Let's practice spatial joins by joining cities to countries based on their geometry. If a city is within a country, we will match them up! This will use a **binary predicate join**. 

In [None]:
# Read in a new data frame for cities that we will use for joining
df_cities = gpd.read_file(gpd.datasets.get_path('naturalearth_cities'))
df_cities.head()

In [None]:
# Focus on the countries and geometries in df_world
df_countries = df_world[['name', 'geometry']]
df_countries = df_countries.rename(columns={'name': 'country'})

In [None]:
df_cities_and_countries = df_cities.sjoin(df_countries, predicate = 'within')
df_cities_and_countries.sample(10)

Notice the index_right column.
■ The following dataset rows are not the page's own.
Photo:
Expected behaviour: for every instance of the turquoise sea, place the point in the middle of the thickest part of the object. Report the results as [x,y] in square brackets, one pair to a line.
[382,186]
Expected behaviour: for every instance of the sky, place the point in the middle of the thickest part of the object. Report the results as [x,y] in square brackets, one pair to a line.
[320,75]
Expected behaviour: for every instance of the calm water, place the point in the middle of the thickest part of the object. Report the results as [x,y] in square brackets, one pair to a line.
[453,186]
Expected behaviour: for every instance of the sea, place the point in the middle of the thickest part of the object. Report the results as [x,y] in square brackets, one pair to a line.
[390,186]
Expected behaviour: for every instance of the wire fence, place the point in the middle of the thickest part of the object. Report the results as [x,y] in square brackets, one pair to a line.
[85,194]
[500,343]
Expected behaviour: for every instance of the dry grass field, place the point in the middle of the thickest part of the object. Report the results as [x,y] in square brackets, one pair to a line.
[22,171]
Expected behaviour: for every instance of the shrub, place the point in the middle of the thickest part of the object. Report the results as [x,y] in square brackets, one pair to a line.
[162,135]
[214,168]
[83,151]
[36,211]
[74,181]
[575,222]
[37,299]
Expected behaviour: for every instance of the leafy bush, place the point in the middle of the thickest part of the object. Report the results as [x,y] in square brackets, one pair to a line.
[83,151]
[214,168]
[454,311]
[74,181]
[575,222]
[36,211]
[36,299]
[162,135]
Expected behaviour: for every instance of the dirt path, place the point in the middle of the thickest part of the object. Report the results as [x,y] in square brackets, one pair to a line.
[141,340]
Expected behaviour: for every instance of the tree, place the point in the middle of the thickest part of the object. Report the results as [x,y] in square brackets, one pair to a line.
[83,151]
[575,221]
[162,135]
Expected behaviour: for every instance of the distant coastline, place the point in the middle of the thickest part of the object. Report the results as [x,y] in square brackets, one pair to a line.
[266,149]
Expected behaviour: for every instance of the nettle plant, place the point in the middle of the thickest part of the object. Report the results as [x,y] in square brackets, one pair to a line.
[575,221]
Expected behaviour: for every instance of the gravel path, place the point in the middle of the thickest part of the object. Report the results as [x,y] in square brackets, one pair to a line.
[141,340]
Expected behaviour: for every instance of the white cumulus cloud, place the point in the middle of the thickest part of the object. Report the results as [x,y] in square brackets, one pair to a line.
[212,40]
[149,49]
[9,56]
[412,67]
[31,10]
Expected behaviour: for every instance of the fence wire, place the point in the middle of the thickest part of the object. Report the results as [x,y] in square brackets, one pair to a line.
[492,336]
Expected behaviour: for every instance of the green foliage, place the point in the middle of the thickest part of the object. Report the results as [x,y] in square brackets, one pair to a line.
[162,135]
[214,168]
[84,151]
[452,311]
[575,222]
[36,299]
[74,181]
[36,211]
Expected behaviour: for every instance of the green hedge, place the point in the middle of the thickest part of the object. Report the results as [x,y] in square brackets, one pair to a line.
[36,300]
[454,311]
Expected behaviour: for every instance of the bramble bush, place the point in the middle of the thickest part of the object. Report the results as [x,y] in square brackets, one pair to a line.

We won't dive into this but I recommend reading about spatial indexes <a href="https://learn.microsoft.com/en-us/sql/relational-databases/spatial/spatial-indexes-overview?view=sql-server-ver16"> here </a>.

### Interactive Mapping

Geopandas can make interactive maps based on the folium library. 

In [None]:
# The simplest option using the GeoDataFrame.explore() function
df_world.explore()

In [None]:
# Let's add some customization
df_world.explore(
     column="continent", # make choropleth based on "BoroName" column
     tooltip="name", # show "BoroName" value in tooltip (on hover)
     tiles="CartoDB positron", # use "CartoDB positron" tiles
     cmap="Set1", # use "Set1" matplotlib colormap
     style_kwds=dict(color="black"), # use black outline
    )

In [None]:
# Adding multiple tiles
cont = df_world.explore(
     column="continent", # make choropleth based on "BoroName" column
     tooltip="name", # show "BoroName" value in tooltip (on hover)
     tiles="CartoDB positron", # use "CartoDB positron" tiles
     cmap="Set1", # use "Set1" matplotlib colormap
     style_kwds=dict(color="black"), # use black outline
     name="countries",
     max_bounds=True,
    )

df_cities.explore(
     m=cont, # pass the map object
     color="red", # use red color on all points
     tooltip="name", # show "name" column in the tooltip
     tooltip_kwds=dict(labels=False), # do not show column label in the tooltip
     name="cities", # name of the layer in the map
     max_bounds=True,
)

folium.TileLayer('Stamen Toner', control=True).add_to(cont)  # use folium to add alternative tiles
folium.LayerControl().add_to(cont)  # use folium to add layer control

cont  # show map

Try playing around with this on your own time and merging in other interesting spatial data.

## Thanks for coming and any questions?